I hope you don't mind a bit more discussion on ECS.
Overall, our implementations of ECS seem pretty similar.
One minor, although significant difference is that you store a vector/array of
pointers to components. That will be totally fine for a game which doesn't have a huge number of entities/components operating at once, as looks to be the case with your game, given that it works screen by screen.
For a game that does process a huge number of entities at once, say a large, dynamic, open world game with entities that continue to operate while off-screen, you would lose some performance because of the pointers. It's a cache miss problem, because while the pointers are arranged sequentially in memory, the actual component data is not. So when a system iterates over an array of components, it's jumping all over memory.
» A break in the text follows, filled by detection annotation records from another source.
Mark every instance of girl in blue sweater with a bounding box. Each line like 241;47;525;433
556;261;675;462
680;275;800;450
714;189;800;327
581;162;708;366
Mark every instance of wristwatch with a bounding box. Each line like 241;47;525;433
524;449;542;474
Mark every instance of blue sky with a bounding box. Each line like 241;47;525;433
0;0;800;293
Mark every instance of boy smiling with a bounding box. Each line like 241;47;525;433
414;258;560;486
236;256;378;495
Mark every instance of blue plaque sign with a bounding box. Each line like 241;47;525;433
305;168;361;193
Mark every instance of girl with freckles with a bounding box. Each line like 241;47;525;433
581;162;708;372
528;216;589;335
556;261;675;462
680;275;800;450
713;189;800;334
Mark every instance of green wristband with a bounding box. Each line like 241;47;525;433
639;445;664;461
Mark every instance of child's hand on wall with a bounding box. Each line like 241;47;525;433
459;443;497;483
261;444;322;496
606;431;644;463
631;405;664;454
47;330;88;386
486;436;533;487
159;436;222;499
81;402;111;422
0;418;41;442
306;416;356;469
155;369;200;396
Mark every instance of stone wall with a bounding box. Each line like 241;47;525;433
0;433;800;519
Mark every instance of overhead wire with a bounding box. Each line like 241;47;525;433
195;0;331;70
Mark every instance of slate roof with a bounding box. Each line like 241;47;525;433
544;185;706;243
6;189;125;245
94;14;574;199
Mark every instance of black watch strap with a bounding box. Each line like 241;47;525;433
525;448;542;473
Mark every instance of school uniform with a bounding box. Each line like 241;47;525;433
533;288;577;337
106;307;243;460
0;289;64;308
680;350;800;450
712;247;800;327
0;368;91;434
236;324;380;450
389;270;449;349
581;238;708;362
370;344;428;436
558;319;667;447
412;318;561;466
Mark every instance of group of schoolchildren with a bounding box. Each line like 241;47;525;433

It's more optimal to store a straight up array of components, not component pointers. i.e.
class ComponentSystem
{
private:
// not this:
// std::vector<Component*> m_components;
// but this:
std::vector<Component> m_components;
};
Then, when you iterate over m_components, it's all sequential memory, which is really fast. The biggest problem with this approach is that when m_components grows, as can happen when you add new elements, two tricky things happen:
1. It invalidates any Component pointers or references which may currently be in use by your gamesystem code, since the vector moves in memory. This can lead to some nasty dangling pointer/reference bugs if you're not very careful about when you add components to the vector, in relation to when you operate on components within the vector.
2. It calls constructors and destructors on every component in the vector, which can lead to unintended consequences if you treat your constructors and destructors as meaning the entity/component is being created and destroyed in a gameplay sense.
Bottom line, arrays of pointers are easier (avoiding the problems above), provide all the flexibility of an ECS, and work great for most games. They do lose some of the performance benefits of an ECS, but that's only important for a few kinds of massive, open world games. So this is not a critique of your approach at all (it seems really good!), just some of the thoughts I've had.